Preparamos la masa choux. Esta es una receta básica de masa choux con dos o tres huevos, ideal para hacer buñuelos, profiteroles y éclairs. En un cazo de fondo grueso, vierte la leche o el agua, añade la mantequilla o margarina y una pizca de sal. Si te gusta el dulce, puedes añadir en este paso el azúcar, pero no más de una cucharada. Mezcla los ingredientes en el cazo y llévalo a ebullición.

Pesa de antemano la cantidad necesaria de harina de trigo de todo uso. Vierte la harina en la leche hirviendo y empieza a remover inmediatamente sin apagar el fuego. La harina formará una bola grande; sigue mezclando los ingredientes con esmero durante un par de minutos a fuego bajo. Retira la masa escaldada del fuego y déjala enfriar hasta que alcance unos 70 grados.

Añade un huevo al cazo y mézclalo con una espátula o con una batidora a baja velocidad. Cuando el primer huevo se haya integrado con la masa, añade el siguiente. Necesitarás dos huevos grandes o tres pequeños.

Normalmente, la masa choux se mezcla «a ojo». Debe quedar bastante espesa, pero elástica, y al mismo tiempo no demasiado líquida. Si es muy densa, no subirá bien; si es muy líquida, se desparramará. Con la práctica, encontrarás el punto medio perfecto.

Masa choux con la consistencia perfecta en una espátula, formando un pico.

Si la masa cae de la espátula formando una 'V' o 'pico de pato' sin gotear, la consistencia es la correcta.

Porciones de masa choux cruda sobre papel de horno, listas para freír.

Con una cuchara, tomamos porciones de masa y las colocamos sobre papel de horno antiadherente o engrasado.

Buñuelos de masa choux friéndose en aceite caliente en un cazo.

Freímos no más de cinco buñuelos a la vez en el cazo.


Los cocineros profesionales determinan la consistencia correcta de la siguiente manera: si la masa cae de la espátula formando un «pico de pato» o una «V» sin gotear, entonces la consistencia es la adecuada.

Con una cuchara, toma porciones de masa y colócalas sobre papel de horno antiadherente o engrasado. Déjalas reposar mientras se calienta el aceite para freír.

Vierte en un cazo aceite vegetal refinado o de colza, hasta una altura de unos 4 centímetros. Calienta el aceite durante 7 minutos a fuego medio. Luego, haz una prueba: echa un trocito de masa y observa. Si se forman burbujas a su alrededor y se dora, ya puedes freír los buñuelos. No pongas más de cinco buñuelos a la vez en el cazo. Si añades demasiados al aceite caliente, la temperatura del aceite bajará bruscamente y los buñuelos absorberán mucho aceite.

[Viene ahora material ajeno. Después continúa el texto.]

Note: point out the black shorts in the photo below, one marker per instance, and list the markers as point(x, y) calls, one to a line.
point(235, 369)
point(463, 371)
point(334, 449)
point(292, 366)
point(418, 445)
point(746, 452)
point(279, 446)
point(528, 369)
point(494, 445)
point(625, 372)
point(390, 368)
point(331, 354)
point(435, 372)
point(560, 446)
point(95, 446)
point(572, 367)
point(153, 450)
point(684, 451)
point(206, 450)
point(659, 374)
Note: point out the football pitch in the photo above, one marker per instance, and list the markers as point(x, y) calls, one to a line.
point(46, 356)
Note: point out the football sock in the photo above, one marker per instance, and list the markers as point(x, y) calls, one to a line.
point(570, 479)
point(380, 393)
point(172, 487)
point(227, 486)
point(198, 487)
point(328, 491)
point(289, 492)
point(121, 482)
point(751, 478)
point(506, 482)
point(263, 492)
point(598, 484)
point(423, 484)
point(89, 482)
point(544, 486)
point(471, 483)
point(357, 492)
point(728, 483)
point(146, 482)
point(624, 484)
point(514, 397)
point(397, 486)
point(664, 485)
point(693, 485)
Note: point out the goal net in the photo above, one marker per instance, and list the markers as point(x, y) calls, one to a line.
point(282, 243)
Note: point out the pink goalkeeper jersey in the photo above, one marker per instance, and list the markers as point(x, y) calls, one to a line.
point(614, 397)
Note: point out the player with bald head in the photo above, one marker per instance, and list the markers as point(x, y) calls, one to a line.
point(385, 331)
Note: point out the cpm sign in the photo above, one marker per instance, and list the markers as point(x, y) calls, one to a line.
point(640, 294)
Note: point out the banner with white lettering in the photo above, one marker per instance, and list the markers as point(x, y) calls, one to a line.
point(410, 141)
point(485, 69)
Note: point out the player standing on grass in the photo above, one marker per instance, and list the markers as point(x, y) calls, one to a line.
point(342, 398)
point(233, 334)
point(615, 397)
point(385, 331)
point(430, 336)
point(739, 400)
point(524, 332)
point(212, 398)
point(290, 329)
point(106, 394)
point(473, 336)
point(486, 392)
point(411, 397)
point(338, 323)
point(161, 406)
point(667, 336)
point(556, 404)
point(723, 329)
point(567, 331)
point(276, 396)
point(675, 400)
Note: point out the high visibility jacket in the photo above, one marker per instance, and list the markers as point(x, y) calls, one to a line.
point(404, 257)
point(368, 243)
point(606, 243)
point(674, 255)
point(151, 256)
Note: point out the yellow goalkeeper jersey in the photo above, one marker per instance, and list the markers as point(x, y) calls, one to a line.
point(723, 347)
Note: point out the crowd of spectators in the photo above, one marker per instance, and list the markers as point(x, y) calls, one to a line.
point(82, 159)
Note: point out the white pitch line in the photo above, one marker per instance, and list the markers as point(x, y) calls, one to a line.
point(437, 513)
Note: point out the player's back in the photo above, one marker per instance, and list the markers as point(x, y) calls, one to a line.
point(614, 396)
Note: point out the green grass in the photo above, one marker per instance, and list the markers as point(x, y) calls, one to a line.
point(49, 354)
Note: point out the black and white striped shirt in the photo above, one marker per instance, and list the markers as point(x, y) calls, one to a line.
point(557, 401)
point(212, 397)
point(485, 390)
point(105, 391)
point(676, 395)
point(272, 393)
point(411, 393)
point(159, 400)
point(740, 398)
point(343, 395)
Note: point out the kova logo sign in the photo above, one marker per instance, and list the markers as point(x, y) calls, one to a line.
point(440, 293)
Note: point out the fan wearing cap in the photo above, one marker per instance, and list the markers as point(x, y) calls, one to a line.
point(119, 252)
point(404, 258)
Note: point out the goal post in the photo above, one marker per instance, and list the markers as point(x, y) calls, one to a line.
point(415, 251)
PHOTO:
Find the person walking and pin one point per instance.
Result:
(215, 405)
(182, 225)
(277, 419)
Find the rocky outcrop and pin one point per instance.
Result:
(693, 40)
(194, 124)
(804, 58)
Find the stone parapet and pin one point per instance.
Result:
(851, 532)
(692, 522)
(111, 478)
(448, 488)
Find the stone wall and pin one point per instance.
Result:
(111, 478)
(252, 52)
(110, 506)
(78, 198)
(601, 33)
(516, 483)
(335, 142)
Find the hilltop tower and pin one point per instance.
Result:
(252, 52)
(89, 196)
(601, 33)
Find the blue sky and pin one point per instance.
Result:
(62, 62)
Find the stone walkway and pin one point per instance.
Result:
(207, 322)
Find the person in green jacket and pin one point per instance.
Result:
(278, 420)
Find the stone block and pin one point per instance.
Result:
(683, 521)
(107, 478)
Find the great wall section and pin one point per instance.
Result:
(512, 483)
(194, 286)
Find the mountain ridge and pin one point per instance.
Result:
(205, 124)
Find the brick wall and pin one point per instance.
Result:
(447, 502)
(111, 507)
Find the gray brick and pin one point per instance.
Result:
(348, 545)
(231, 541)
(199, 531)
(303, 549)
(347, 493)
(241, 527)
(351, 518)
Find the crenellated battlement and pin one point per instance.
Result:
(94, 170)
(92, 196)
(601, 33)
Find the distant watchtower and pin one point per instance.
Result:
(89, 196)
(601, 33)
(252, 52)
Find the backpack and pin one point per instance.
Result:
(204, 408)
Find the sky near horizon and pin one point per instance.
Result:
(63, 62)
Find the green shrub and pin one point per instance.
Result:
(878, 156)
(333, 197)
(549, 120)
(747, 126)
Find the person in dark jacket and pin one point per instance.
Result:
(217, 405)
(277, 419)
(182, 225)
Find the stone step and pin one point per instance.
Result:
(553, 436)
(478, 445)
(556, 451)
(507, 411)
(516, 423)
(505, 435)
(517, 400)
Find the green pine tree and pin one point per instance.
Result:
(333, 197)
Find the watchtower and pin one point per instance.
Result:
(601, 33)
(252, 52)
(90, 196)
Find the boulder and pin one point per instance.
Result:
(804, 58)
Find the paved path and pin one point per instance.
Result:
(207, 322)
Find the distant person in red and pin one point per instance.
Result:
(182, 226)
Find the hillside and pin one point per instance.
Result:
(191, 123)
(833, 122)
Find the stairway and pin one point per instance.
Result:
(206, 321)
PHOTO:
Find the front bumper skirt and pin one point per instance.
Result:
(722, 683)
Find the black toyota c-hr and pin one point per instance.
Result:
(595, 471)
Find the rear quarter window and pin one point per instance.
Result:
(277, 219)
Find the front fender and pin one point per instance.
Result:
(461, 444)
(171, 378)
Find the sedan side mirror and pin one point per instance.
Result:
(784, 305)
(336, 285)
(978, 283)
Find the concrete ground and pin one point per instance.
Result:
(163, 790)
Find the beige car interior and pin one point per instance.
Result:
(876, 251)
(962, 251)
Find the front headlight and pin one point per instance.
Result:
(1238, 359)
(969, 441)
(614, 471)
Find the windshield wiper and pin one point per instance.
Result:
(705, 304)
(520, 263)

Buñuelos de masa choux dorados y listos, espolvoreados con azúcar glas.

Espolvoreamos los buñuelos de masa choux listos con azúcar glas y los servimos calientes.

Fríe toda la tanda de buñuelos de esta manera. Sácalos con una espumadera y colócalos sobre papel de cocina para que absorba el exceso de aceite. Espolvorea los buñuelos de masa choux listos con azúcar glas y sírvelos calientes con una taza de café o chocolate caliente.

¡Y ya está! Unos buñuelos caseros, dorados y listos para disfrutar. La belleza de esta receta reside en su sencillez y en el resultado espectacular. Sírvelos recién hechos, cuando aún están tibios y crujientes. Puedes espolvorearlos con azúcar glas, canela, o bañarlos en chocolate derretido para un extra de placer. Son una forma maravillosa de compartir un momento dulce con la familia y amigos. Esperamos que esta receta te inspire a experimentar en la cocina. ¡Buen provecho!